Na infância, ela aparece de forma quase inocente: até onde posso ir?
A criança experimenta o mundo justamente porque alguém existe para lhe dizer “não”.
Pais, professores e, mais tarde, a própria lei, funcionam como os primeiros guardiões do limite. É assim que aprendemos que viver em sociedade exige renúncias.
Mas algo curioso acontece quando nos tornamos adultos.
Continuamos esperando que alguém nos pare.
O empresário pergunta até onde pode explorar uma brecha na legislação.
O político pergunta até onde pode tensionar as instituições.
O agente público pergunta até onde pode usar o cargo em benefício próprio.
O criminoso pergunta até onde pode ir sem ser descoberto.
Todos fazem, no fundo, a mesma pergunta: quem será capaz de me impedir?
Essa talvez seja a grande ilusão do nosso tempo.
Acreditamos que a ética depende da existência de um fiscal.
Como se a única razão para não ultrapassar determinados limites fosse o medo da punição.
Mas nenhuma civilização se sustenta apenas sobre a vigilância.
O Direito é indispensável.
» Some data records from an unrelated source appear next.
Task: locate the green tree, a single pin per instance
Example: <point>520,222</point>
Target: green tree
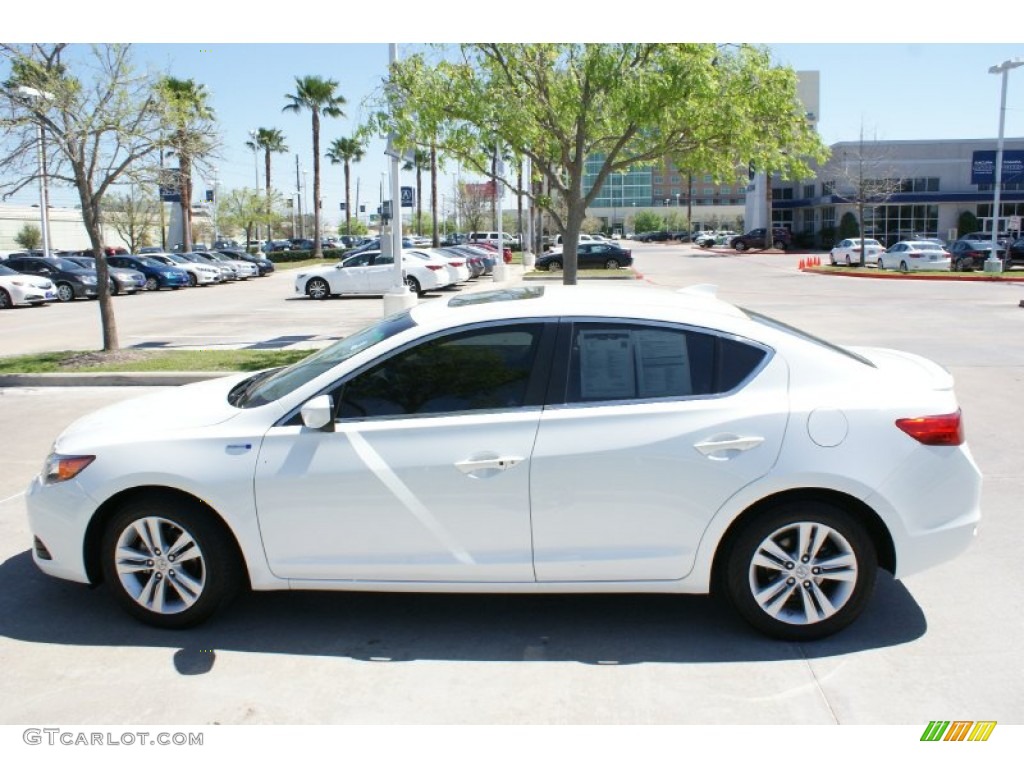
<point>268,140</point>
<point>346,152</point>
<point>190,136</point>
<point>29,237</point>
<point>318,97</point>
<point>848,226</point>
<point>102,123</point>
<point>132,215</point>
<point>611,105</point>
As instituições também.
Entretanto, existe um limite que nenhuma lei consegue impor.
É aquele que nasce quando o próprio sujeito decide interromper o movimento.
Quando diz a si mesmo: “Posso continuar. Mas escolho parar”.
Esse é um momento decisivo da vida humana.
É quando o limite deixa de vir de fora.
Na tradição psicanalítica, Jacques Lacan mostrou que a Lei não é apenas um conjunto de normas jurídicas.
É também uma referência simbólica que estrutura o desejo e torna possível a convivência.
Enquanto permanecemos dependentes apenas da proibição externa, continuamos perguntando quanto ainda podemos avançar antes de sermos detidos.
A verdadeira maturidade começa quando essa pergunta perde importância.
Porque o sujeito já não espera ser impedido.